One of the long-established traditional taxi industry’s chief complaints of “unfair competition,” whatever the heck that means, comes with the burgeoning success of Uber cab and several similar French companies that are giving them a run for their money by arranging rides and payment with customers through their smartphones. As I mentioned last week, the unions managed to push through a law that would force such smartphone-hailing car services to wait through a completely arbitrary fifteen-minute [dis]grace period to pick up their passengers, but Uber, et al are so far determined to fight the law — which may explain why things got violent when an Uber driver tried to shuttle a passenger through the strike zone (i.e., you know, the highway) earlier:

But the protests turned violent when taxi drivers apparently attacked the Uber van that was transporting Kat Borlongan, co-founder of consulting firm Five by Five, and Eventbrite CTO Renaud Visage.

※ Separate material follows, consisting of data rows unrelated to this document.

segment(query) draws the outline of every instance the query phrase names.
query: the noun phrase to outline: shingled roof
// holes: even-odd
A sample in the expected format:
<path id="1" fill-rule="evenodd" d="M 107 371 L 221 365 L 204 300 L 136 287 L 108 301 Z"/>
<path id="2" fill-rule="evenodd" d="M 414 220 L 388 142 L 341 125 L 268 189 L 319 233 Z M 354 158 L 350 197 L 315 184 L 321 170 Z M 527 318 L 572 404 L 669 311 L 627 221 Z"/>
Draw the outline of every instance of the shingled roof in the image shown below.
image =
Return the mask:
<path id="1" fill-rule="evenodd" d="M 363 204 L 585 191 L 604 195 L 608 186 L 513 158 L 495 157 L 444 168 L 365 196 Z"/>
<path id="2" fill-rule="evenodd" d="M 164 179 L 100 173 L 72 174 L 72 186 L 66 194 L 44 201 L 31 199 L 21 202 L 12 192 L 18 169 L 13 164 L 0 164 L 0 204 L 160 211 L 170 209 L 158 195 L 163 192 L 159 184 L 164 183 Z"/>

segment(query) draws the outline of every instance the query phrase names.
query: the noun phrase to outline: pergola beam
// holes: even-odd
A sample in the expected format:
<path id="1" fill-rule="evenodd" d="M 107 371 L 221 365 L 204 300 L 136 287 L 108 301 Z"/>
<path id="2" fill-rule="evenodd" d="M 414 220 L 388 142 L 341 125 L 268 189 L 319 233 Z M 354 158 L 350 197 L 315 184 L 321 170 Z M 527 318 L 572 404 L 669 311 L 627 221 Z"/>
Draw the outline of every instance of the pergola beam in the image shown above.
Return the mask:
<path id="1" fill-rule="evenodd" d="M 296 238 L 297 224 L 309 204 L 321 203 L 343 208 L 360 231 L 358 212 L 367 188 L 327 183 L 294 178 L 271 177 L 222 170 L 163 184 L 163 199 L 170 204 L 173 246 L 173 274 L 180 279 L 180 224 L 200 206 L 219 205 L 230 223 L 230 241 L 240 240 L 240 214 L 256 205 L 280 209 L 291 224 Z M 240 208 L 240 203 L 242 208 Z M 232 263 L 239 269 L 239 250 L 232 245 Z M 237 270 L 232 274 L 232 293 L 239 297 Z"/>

“Attackers tried to get in the car but our brave @uber driver maneuvered us to safety, changed the tire on the freeway and got us home.

— Kat Borlongan (@KatBorlongan) January 13, 2014”

“They also tried to open the doors, but fortunately our driver had locked them,” Visage told The Verge. While their van didn’t have any visible Uber branding on it, the protesters were attacking vehicles from all types of independent operators.

Uber confirmed the incident in a statement on its website. “That taxis chose to use violence today is unacceptable, that they chose to strike is their business,” the company said. “However, Parisians also have a choice when it comes to moving around in their city, and today’s incident certainly discourages Parisians from choosing a taxi for their next ride.”